BC Hydro is looking at excavating Grohman Narrows to free up the Kootenay River bottleneck

Kootenay River project scrutinized

People who turned out for a public meeting Monday on excavating Grohman Narrows expressed skepticism and little overt support.

Hydrological and geotechnical studies have found no “show-stoppers” so far to excavating Grohman Narrows, BC Hydro told a public meeting Monday.

But the 80-plus people who turned out at the Prestige Resort to pose questions expressed skepticism and little overt support for the project.

The crown corporation is considering deepening the Kootenay River channel along a two kilometre stretch west of Nelson to improve flood control and power generation. It follows last year’s unusual lake and river levels, which were the highest since 1974, due largely to record rainfall.

Scenarios under consideration would see the Narrows dredged one to three meters (three to nine feet) and about 600,000 cubic meters of material removed.
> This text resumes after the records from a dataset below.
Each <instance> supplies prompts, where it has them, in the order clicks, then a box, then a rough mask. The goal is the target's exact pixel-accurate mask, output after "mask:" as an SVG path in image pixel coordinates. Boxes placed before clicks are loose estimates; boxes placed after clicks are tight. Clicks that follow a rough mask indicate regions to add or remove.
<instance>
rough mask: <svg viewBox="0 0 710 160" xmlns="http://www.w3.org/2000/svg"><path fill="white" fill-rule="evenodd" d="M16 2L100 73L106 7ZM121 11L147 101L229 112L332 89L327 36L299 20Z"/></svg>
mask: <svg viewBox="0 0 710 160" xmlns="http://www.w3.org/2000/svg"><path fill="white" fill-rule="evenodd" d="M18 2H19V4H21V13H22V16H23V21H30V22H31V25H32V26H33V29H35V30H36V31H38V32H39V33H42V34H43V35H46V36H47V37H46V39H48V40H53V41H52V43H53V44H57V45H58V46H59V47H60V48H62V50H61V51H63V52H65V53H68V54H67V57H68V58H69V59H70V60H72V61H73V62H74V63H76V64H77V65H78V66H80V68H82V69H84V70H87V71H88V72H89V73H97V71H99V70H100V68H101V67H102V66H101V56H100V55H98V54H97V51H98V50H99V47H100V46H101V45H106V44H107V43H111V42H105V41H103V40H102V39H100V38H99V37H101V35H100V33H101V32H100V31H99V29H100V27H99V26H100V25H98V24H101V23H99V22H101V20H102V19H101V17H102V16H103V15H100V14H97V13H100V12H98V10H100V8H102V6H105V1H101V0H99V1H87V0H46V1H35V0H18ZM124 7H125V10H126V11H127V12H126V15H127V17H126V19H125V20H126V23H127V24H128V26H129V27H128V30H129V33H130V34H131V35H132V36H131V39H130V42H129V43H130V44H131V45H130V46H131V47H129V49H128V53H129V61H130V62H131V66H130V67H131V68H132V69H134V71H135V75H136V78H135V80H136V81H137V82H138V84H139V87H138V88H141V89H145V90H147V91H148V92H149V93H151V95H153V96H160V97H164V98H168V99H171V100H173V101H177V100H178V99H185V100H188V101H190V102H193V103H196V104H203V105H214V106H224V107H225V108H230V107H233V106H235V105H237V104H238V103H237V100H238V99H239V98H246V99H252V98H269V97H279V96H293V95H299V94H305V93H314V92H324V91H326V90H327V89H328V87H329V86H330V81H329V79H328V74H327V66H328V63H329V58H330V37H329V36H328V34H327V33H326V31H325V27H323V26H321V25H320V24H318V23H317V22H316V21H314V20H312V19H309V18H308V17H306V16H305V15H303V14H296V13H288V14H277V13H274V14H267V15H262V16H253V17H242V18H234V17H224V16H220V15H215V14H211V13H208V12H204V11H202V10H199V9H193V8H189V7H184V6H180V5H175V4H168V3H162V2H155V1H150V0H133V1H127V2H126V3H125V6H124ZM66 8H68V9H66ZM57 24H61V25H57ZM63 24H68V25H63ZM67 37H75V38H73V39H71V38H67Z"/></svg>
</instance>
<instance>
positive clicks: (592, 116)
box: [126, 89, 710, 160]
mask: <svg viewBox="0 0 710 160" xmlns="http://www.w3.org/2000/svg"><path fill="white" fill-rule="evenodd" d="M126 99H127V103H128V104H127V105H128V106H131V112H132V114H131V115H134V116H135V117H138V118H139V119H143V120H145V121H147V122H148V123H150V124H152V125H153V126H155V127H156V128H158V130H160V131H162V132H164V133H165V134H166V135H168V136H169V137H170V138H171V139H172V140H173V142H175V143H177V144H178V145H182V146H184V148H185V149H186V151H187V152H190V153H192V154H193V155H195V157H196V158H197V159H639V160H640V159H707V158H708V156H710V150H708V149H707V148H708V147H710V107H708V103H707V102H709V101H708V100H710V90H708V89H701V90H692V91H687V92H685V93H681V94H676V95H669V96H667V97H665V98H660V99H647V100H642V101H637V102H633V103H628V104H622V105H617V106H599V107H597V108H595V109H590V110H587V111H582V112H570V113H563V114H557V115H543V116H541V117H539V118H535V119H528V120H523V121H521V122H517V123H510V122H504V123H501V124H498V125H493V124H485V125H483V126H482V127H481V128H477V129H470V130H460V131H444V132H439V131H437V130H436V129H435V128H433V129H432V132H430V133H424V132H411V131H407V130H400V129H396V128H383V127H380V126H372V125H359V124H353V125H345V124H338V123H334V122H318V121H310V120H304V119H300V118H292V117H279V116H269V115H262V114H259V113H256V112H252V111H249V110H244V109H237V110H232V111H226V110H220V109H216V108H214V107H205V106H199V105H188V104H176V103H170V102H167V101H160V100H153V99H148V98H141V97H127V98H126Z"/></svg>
Project managers said it could reduce peak levels by 1.5 to 2.5 feet (0.5 to 0.8 meters) and also their frequency and duration.
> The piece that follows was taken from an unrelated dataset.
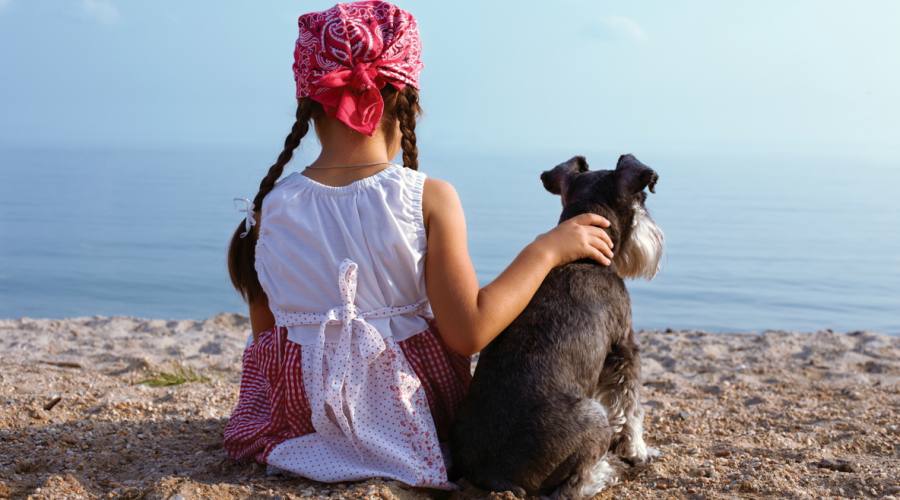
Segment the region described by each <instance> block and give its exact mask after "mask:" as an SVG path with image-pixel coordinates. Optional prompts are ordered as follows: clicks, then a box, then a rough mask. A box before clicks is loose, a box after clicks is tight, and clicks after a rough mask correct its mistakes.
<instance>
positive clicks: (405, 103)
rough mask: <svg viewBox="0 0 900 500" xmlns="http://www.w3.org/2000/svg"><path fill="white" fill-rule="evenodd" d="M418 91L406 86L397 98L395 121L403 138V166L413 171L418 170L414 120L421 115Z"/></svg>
mask: <svg viewBox="0 0 900 500" xmlns="http://www.w3.org/2000/svg"><path fill="white" fill-rule="evenodd" d="M421 111H422V108H421V107H420V106H419V91H418V90H416V89H415V88H414V87H412V86H409V85H408V86H406V87H405V88H404V89H403V90H401V91H400V92H399V95H398V96H397V109H396V111H395V113H396V115H397V119H398V120H399V121H400V132H401V134H403V137H402V138H401V139H400V145H401V147H402V148H403V166H405V167H407V168H411V169H413V170H418V169H419V148H418V147H417V146H416V120H417V119H418V117H419V113H421Z"/></svg>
Additionally, it would increase power generation by one to 1.5 per cent per year for BC Hydro’s Kootenay Canal, the four FortisBC plants, and Brilliant dam.

The Corra Linn dam would remain the key controller of water levels. Presently it regulates the river about eight months of the year, but Grohman Narrows is a constraint from mid-March until the freshet ends in July.

However, some downstream residents questioned the project’s drivers and called it an inordinate amount of work for a problem that only occurs once every few decades.

“I see no point in this other than economics for Hydro and the locals get upset every 30 years,” one man said. “This has nothing to do with us. It’s for BC Hydro and the public purse.”

BC Hydro systems manager Kelvin Ketchum insisted flood control is the main goal but “there’s no question there are energy benefits.”

He said preliminary work conducted last fall and this past spring concluded bedrock beneath the channel is deeper than first thought. “The bedrock issue could have been a show-stopper, but I think we’ve eliminated that one,” he said.

Rod Retzlaff of Glade said he’s concerned the project will negatively affect the community’s ferry: “If you dredge the Narrows, you’re going to increase the flow at Glade and the ferry may not be able to operate during the freshet.”

BC Hydro engineer Dave Straijt responded they would have more flexibility to space out water releases at freshet, preventing extremely high peaks.

Rural Kaslo regional director Andy Shadrack said he hasn’t decided whether he supports the project, but pointed to Lardeau Valley farmers inundated last summer. “This is not just a Hydro generation issue, this is a flooding issue,” he said. “We have to look at everybody impacted around this lake.”

Others said they were concerned about maintaining fishing and recreational values on the West Arm.

While supporters weren’t as vocal Monday, they do exist.

“I think it’s a worthy project. Go for it,” Beasley resident Al Craft said. “It’s not going to make mudflats, it’s just going to better regulate [the river]. With the bottleneck removed it’s going to be easier to control [and mean] better management of the water system.”

Project manager Radmila Krzman told reporters the meeting gave her a good indication of where concerns lie.

“When we started, the information we were getting was the community was overwhelmingly in favour because of flooding issues,” she said. “What I heard tonight is there are people for whom flooding is not necessarily an issue, but there might be other [issues] like potential for lower water levels.”

BC Hydro still has to figure out how much the work will cost and weigh that against the potential benefits. The first phase runs until October after which Hydro will decide on the project’s feasibility. Any physical work wouldn’t begin for another two to three years.

The Narrows were last dredged and widened in the 1930s. BC Hydro says the focus this time would be on deepening the channel.

Previous excavation efforts at Grohman Narrows

1890: An estimated 18,000 cubic yards of blasted rock, boulder and gravel removed from the riverbed.

1931: Approximately 350,000 cubic meters of rock and 200,000 cubic meters of boulders and gravel removed from six locations between Corra Linn dam and Grohman Narrows.

1939: Approximately 14,000 cubic meters of rock removed from the left bank of the river opposite Grohman Creek and 256,000 cubic meters of boulders and gravel removed from the Grohman Creek fan and from either side of the wooded island in the Narrows.